Manhattan Associates CEO Eddie Capel kicked off this year’s Momentum Connect conference with eight powerful words:
“Imagine what our whiteboard could do for you?”
Not only were these words inspiring for what they suggest around innovation but also because they provide the backdrop for one of the most important evolutions in the history of retail — active cloud-based supply chains.
Since my partner and I founded Omni Talk four years ago, we have made it no secret that the principles of cloud commerce are the single most important foundational element of omnichannel retailing. In order to digitize our understanding of the physical world in the same way we understand e-commerce, systems have to coordinate and work together in real-time.

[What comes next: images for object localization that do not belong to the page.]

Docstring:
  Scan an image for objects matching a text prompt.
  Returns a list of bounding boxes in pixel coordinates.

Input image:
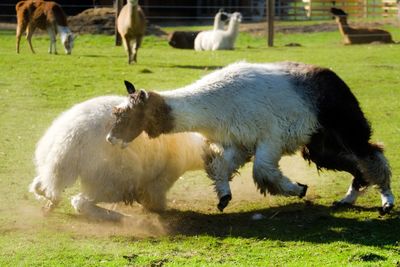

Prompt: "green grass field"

[0,24,399,266]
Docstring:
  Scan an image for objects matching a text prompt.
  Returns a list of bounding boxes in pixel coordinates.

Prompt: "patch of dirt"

[241,20,400,36]
[67,7,167,36]
[66,7,399,37]
[241,22,337,36]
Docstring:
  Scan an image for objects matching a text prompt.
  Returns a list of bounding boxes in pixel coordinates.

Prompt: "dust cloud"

[11,154,324,238]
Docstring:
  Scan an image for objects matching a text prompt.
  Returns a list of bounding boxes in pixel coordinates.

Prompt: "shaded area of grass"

[163,203,400,246]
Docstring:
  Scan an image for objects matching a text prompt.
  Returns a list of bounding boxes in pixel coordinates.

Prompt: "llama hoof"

[297,183,308,198]
[379,203,394,215]
[217,194,232,212]
[41,200,56,214]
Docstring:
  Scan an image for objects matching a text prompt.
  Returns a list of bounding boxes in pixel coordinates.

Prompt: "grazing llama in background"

[30,95,207,221]
[117,0,146,64]
[16,0,74,54]
[194,12,242,51]
[107,62,394,214]
[168,9,230,49]
[330,7,395,44]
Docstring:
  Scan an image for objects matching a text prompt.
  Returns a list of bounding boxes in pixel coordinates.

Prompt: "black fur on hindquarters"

[302,130,370,188]
[300,67,374,187]
[298,67,393,214]
[217,194,232,212]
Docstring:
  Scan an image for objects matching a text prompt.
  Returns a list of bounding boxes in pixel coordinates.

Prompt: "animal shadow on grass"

[160,202,400,247]
[79,54,112,58]
[168,64,223,70]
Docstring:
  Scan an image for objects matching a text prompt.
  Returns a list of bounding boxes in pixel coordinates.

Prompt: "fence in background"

[1,0,398,24]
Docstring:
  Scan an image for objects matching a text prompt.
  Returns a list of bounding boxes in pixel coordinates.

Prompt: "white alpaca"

[167,9,230,50]
[107,62,394,214]
[195,12,242,51]
[30,96,206,221]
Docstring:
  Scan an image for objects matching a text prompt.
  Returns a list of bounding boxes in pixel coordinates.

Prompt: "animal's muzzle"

[106,133,117,145]
[106,134,129,149]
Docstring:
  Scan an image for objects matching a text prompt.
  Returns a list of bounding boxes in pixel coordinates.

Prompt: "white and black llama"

[107,61,394,214]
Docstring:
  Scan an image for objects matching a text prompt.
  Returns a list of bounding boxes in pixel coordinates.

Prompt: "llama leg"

[71,193,124,222]
[253,142,307,197]
[30,166,79,211]
[26,25,35,54]
[30,175,61,211]
[122,35,133,64]
[334,170,368,206]
[302,132,368,207]
[137,178,170,212]
[204,145,249,211]
[357,147,394,214]
[16,22,27,53]
[338,149,394,214]
[303,132,393,213]
[132,35,143,63]
[46,26,57,54]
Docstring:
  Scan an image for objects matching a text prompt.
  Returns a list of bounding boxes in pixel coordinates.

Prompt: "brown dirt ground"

[65,7,399,37]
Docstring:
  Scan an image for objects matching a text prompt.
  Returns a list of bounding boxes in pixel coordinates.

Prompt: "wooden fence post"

[115,0,123,46]
[267,0,275,47]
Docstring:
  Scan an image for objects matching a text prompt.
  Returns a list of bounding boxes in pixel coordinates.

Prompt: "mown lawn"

[0,23,399,266]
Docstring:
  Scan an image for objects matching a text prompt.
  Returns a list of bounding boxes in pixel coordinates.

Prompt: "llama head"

[107,80,148,148]
[58,26,74,54]
[217,8,231,23]
[231,12,242,23]
[63,32,74,55]
[330,7,348,23]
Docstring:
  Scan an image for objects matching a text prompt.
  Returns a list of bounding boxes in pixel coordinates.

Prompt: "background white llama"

[194,12,242,51]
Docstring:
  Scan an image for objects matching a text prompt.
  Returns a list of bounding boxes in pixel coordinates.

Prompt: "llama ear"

[124,80,136,94]
[139,89,149,102]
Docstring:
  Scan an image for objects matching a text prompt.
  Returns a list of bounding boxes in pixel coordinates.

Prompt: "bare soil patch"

[66,7,399,37]
[67,7,167,36]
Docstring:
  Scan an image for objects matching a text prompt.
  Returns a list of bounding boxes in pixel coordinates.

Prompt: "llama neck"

[126,0,139,18]
[213,13,224,30]
[160,88,221,136]
[226,19,240,36]
[143,92,175,138]
[57,25,71,42]
[336,18,351,35]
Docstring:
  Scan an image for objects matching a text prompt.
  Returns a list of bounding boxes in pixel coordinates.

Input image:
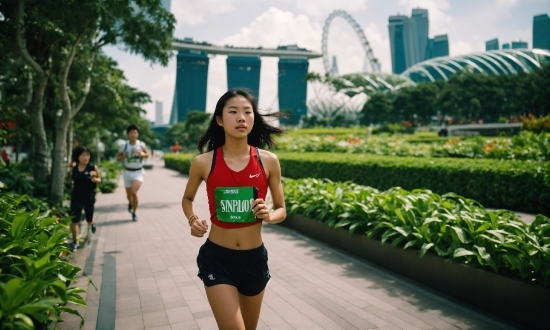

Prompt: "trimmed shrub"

[276,152,550,216]
[164,152,550,215]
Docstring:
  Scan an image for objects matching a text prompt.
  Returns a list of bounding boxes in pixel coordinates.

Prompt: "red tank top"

[207,146,268,229]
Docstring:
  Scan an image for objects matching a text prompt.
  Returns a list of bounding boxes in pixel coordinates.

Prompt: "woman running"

[182,88,286,330]
[69,146,100,252]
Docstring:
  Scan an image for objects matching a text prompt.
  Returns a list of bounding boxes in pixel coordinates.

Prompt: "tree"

[360,92,392,125]
[163,111,210,151]
[7,0,175,203]
[1,0,58,185]
[72,53,158,159]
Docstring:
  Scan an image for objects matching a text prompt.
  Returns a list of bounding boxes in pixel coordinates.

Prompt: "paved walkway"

[60,157,519,330]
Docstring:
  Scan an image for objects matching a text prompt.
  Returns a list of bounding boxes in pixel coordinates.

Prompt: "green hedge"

[164,153,195,174]
[164,152,550,215]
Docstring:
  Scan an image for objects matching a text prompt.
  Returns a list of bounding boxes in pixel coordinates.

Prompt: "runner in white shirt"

[116,124,149,221]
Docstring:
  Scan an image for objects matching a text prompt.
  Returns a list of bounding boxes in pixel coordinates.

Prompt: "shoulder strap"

[255,147,264,170]
[207,147,217,179]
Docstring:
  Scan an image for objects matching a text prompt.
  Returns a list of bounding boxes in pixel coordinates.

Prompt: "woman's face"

[78,151,91,165]
[216,96,254,138]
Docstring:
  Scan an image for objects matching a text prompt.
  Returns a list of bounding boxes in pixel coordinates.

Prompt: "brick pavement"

[60,156,518,330]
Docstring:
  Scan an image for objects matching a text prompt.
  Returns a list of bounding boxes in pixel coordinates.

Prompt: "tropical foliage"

[0,192,85,329]
[283,178,550,287]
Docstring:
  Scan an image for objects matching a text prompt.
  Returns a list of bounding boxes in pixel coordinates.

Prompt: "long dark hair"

[197,88,285,152]
[72,146,92,163]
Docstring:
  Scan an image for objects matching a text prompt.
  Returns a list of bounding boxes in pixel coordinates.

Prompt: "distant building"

[511,41,528,49]
[278,58,309,126]
[155,101,163,126]
[502,43,510,49]
[161,0,171,11]
[170,50,209,124]
[425,34,449,60]
[411,8,429,62]
[226,56,261,102]
[388,15,419,74]
[486,38,499,51]
[331,55,339,75]
[432,34,449,57]
[533,14,550,50]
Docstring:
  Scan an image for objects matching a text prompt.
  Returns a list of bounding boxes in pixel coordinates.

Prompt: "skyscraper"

[502,43,510,49]
[432,34,449,57]
[278,57,309,126]
[511,41,528,49]
[486,38,499,51]
[155,101,163,126]
[533,14,550,50]
[170,50,209,124]
[226,56,261,102]
[424,35,449,60]
[411,8,429,62]
[388,15,419,74]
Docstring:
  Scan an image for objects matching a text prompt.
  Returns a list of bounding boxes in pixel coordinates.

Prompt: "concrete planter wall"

[282,214,550,329]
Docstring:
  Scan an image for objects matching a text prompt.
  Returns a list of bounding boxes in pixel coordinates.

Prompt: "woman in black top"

[69,146,101,252]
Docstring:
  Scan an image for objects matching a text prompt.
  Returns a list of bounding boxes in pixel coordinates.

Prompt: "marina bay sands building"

[170,39,321,126]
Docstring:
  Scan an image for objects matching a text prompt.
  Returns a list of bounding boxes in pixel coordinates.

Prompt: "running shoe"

[128,203,132,213]
[91,223,96,234]
[132,213,137,222]
[70,242,79,252]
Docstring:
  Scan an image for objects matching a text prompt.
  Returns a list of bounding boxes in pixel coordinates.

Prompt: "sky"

[103,0,550,123]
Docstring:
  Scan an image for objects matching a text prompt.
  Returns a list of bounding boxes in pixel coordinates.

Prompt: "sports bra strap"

[255,147,264,170]
[208,147,217,179]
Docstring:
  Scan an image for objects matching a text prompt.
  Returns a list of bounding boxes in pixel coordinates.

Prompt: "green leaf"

[403,240,417,250]
[450,226,468,244]
[394,208,406,225]
[37,232,48,250]
[419,243,434,258]
[49,281,67,300]
[474,245,491,262]
[11,281,41,310]
[34,252,51,270]
[393,226,412,238]
[453,248,477,258]
[14,313,34,327]
[11,213,31,238]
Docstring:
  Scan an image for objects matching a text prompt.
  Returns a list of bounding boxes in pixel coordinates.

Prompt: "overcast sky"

[103,0,550,123]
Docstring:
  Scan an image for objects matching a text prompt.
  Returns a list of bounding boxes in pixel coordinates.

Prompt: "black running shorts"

[70,198,95,223]
[197,239,271,296]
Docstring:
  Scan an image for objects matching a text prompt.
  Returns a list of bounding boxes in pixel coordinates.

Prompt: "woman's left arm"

[254,151,286,224]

So, I was through the moon excited when Manhattan Associates asked me to attend this year’s Momentum Connect conference and to share my thoughts on all its first day activities around this subject. The day saw me taking in keynotes from supply chain executives, listening to customer testimonials, boning up on cloud architecture and learning the difference from Google between things like “regions” and “zones” and why Colossus isn’t just an X-Men character, to hearing from NASA engineers about the impracticality of exploring how to fly (more on that in a minute).
As much as I loved the whiteboard quote from day one though, believe it or not, it actually wasn’t my favorite thing Eddie Capel said throughout his speech, either. That honor goes to another statement:
“Self-managed integrations leave you in purgatory,” Capel said.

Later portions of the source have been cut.